Let’s take the following steps to trick out our leaflet
map!
- We’ll use
HTML
to create some tooltips that provide users information when they hover over polygons in the map. - Create a custom function to map the fill/colour of the
leaflet
polygons to help guide the user’s eye towards the worst off places in terms of SNAP and distance to supermarket. NOTE: Our custom colour function is from this question on StackOverflow.com. - Use
leaflet.extras
to add some great functionality that makes the map more user-friendly. - Create and format a title using CSS.
remove_words <-
glue_collapse(c('Nonmetro - ',
'Metro - '),'|')
## tooltip with html
tooltip <- top_20_sf %>%
as_tibble() %>%
mutate(county = str_to_title(county),
state = str_to_title(state),
rate = round(rate, 2),
rate = percent(rate),
desc = str_remove_all(desc,
remove_words),
median_family_income =
dollar(median_family_income)) %>%
transmute(tip = glue('<b>County:</b> {county} <br> <b>State:</b> {state} <br> <b>*SNAP percent:</b> {rate} <br> <b>**Rural/Urban class:</b> {desc} <br> <b>Median family income:</b> {median_family_income} <br><b>Tract:</b> {census_tract}<br><br>* All areas have this percentage SNAP recipients who 20 or more miles from a supermarket.<br>** Rural/Urban classification determined at county-level.'))

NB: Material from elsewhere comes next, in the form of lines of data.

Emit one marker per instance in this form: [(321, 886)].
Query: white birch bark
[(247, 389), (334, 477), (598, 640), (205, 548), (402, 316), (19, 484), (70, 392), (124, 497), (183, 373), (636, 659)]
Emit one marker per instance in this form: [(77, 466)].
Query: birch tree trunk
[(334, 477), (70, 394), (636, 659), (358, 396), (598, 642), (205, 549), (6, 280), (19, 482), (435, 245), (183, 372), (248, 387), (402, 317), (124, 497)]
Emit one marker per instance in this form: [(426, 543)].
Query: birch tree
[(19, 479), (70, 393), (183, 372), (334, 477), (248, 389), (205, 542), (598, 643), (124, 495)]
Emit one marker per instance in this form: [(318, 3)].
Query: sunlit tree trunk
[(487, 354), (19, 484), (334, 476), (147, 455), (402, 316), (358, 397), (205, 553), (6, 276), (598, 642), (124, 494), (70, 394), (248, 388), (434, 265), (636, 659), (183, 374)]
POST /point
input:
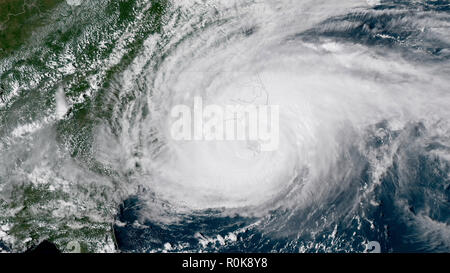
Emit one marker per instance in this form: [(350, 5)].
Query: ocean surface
[(87, 161)]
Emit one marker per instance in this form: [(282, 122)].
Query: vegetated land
[(18, 18)]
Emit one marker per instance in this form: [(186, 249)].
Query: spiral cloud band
[(344, 140)]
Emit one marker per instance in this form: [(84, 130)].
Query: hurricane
[(363, 137)]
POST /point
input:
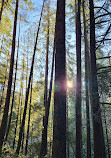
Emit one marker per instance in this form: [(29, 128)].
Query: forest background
[(28, 25)]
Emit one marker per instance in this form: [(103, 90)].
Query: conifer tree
[(59, 125)]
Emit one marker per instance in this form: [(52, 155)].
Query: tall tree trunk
[(16, 123), (49, 100), (78, 84), (106, 129), (28, 88), (59, 125), (87, 83), (9, 122), (43, 150), (1, 10), (27, 137), (4, 85), (99, 144), (7, 102)]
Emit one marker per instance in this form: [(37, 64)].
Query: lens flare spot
[(69, 84)]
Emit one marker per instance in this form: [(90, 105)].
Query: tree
[(87, 72), (99, 144), (78, 83), (59, 124), (28, 88), (43, 151), (7, 102)]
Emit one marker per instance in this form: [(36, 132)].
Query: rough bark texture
[(28, 88), (9, 122), (59, 125), (87, 83), (7, 102), (99, 144), (1, 10), (27, 137), (78, 84), (43, 151)]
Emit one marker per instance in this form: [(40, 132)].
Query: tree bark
[(7, 102), (28, 88), (43, 151), (9, 122), (27, 137), (87, 83), (59, 125), (99, 144), (78, 84)]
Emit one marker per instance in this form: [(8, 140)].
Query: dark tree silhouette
[(99, 144), (7, 102), (78, 83), (59, 125)]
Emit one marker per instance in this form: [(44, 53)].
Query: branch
[(104, 36), (104, 67), (104, 57), (105, 103), (103, 9)]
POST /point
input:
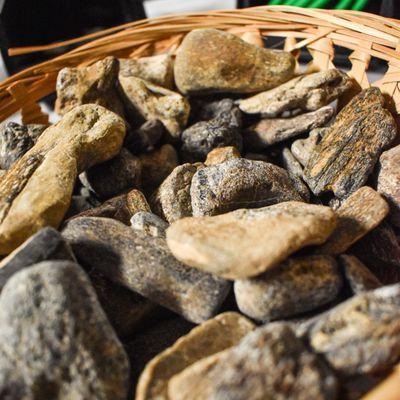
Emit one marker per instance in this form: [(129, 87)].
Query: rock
[(361, 335), (112, 177), (226, 330), (359, 277), (221, 154), (37, 189), (95, 84), (268, 132), (296, 286), (245, 243), (388, 182), (145, 137), (16, 140), (172, 199), (305, 92), (269, 363), (149, 223), (47, 244), (55, 339), (157, 165), (210, 61), (157, 69), (155, 102), (239, 183), (347, 153), (360, 213), (144, 264)]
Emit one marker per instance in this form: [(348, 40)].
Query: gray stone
[(55, 339)]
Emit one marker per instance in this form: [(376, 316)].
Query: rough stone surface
[(245, 243), (157, 165), (149, 223), (144, 264), (347, 153), (210, 61), (95, 84), (155, 102), (296, 286), (361, 335), (172, 199), (157, 69), (16, 140), (269, 363), (305, 92), (358, 276), (215, 335), (113, 177), (270, 131), (240, 183), (360, 213), (55, 339), (37, 189)]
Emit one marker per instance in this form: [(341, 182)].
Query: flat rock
[(95, 84), (305, 92), (270, 131), (245, 243), (157, 69), (37, 189), (212, 336), (240, 183), (16, 140), (55, 339), (144, 264), (269, 363), (115, 176), (346, 155), (209, 61), (155, 102), (361, 335), (360, 213), (358, 276), (296, 286)]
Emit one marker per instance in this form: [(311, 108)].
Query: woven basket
[(319, 31)]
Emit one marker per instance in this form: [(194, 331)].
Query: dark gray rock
[(56, 342)]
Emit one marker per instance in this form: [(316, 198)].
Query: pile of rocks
[(212, 188)]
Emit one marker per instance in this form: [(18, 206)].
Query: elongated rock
[(360, 213), (213, 336), (144, 264), (55, 339), (268, 132), (210, 61), (269, 363), (296, 286), (347, 153), (37, 189), (239, 183), (245, 243), (307, 92)]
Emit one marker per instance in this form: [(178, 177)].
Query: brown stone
[(37, 189), (212, 336), (360, 213), (245, 243), (346, 155), (210, 61), (305, 92)]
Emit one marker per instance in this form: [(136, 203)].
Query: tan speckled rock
[(307, 92), (245, 243), (155, 102), (210, 60), (37, 189), (214, 335)]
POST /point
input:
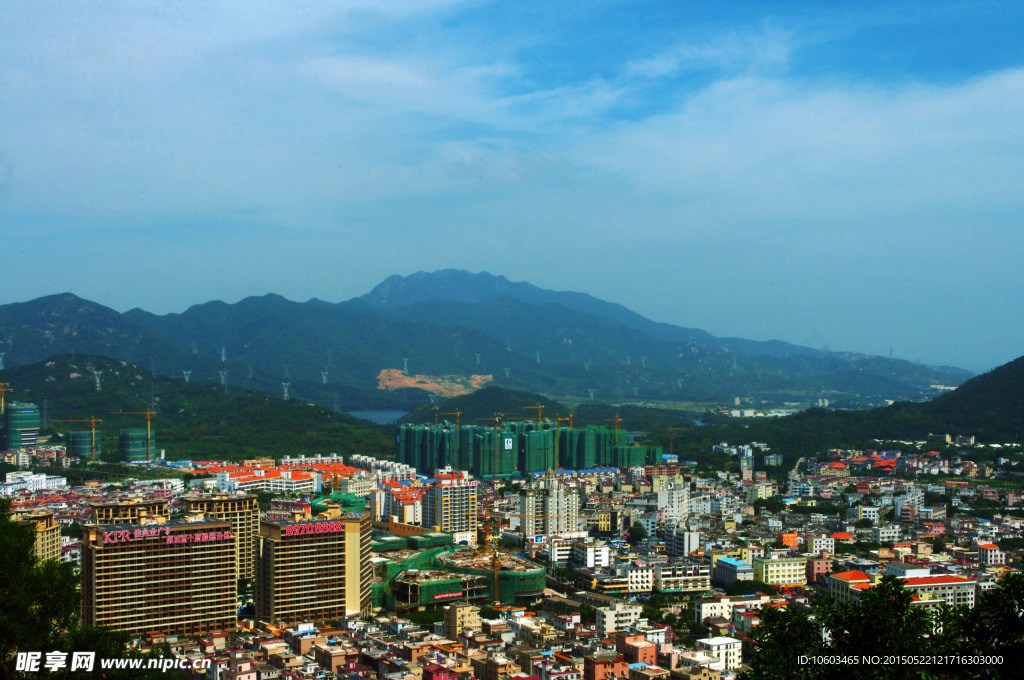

# change polygon colour to correspond to a numeric variable in the database
map2color <- function(x,
pal,
limits = NULL) {
if (is.null(limits))
limits = range(x)
pal[findInterval(x,
seq(limits[1],
limits[2],
length.out = length(pal) + 1),
all.inside = TRUE)]
}
col_pal <- rev(viridis_pal()(6))
all_rate <- top_20_sf %>%
as_tibble() %>%
pull(rate)
all_rate_0 <-
ifelse(all_rate < 0.005, 0, all_rate)
all_rate_6 <- cut_interval(all_rate_0,
6,
labels = F)
percent_labs <- c('0.0% to 10.1%',
'10.1% to 20.2%',
'20.2% to 30.2%',
'30.2% to 40.3%',
'40.3% to 50.4%',
'50.4% to 60.5%')
## Add a our title to the map using css
tag.map.title <- tags$style(HTML("
.leaflet-control.map-title {
transform: translate(-50%,20%);
position: fixed !important;
left: 50%;
text-align: center;
padding-left: 10px;
padding-right: 10px;
background: rgba(255,255,255,0.5);
font-weight: bold;
font-size: 28px;
}
"))
title <- tags$div(
tag.map.title, HTML("US Food Deserts")
)
top_20_sf_leaf_map <-
leaflet(top_20_sf) %>%
addProviderTiles("OpenStreetMap") %>%
addPolygons(color = '#C4C4C4',
fillColor =
map2color(all_rate_6,
col_pal),
fillOpacity = .85,
weight = .55,
popup = tooltip$tip,
opacity = 1
)%>%
addDrawToolbar(
editOptions=editToolbarOptions(selectedPathOptions=selectedPathOptions())
) %>%
addLegend(colors = col_pal,
labels = percent_labs,
opacity = 0.7,
title = 'Percent SNAP use<br>by census tract',
position = "bottomright") %>%
addControl(title,
position = "topleft",
className="map-title")
top_20_sf_leaf_map %>%
frameWidget(width = '100%')
Our leaflet
map now has plenty of bells and whistles, and hopefully, it will be useful for people interested in knowing more about food deserts and SNAP in the US.
Conclusion
Food deserts and SNAP are complicated subjects in their own right. Very often, the two compound one another, making things even more complicated. Using data science approaches to thinking about these two issues can help policymakers and rural stakeholders better plan for those people impacted by them.
As always, the Deltanomics blog is for instructional use in R. Any potential findings need more research to verify them before any conclusions can be made.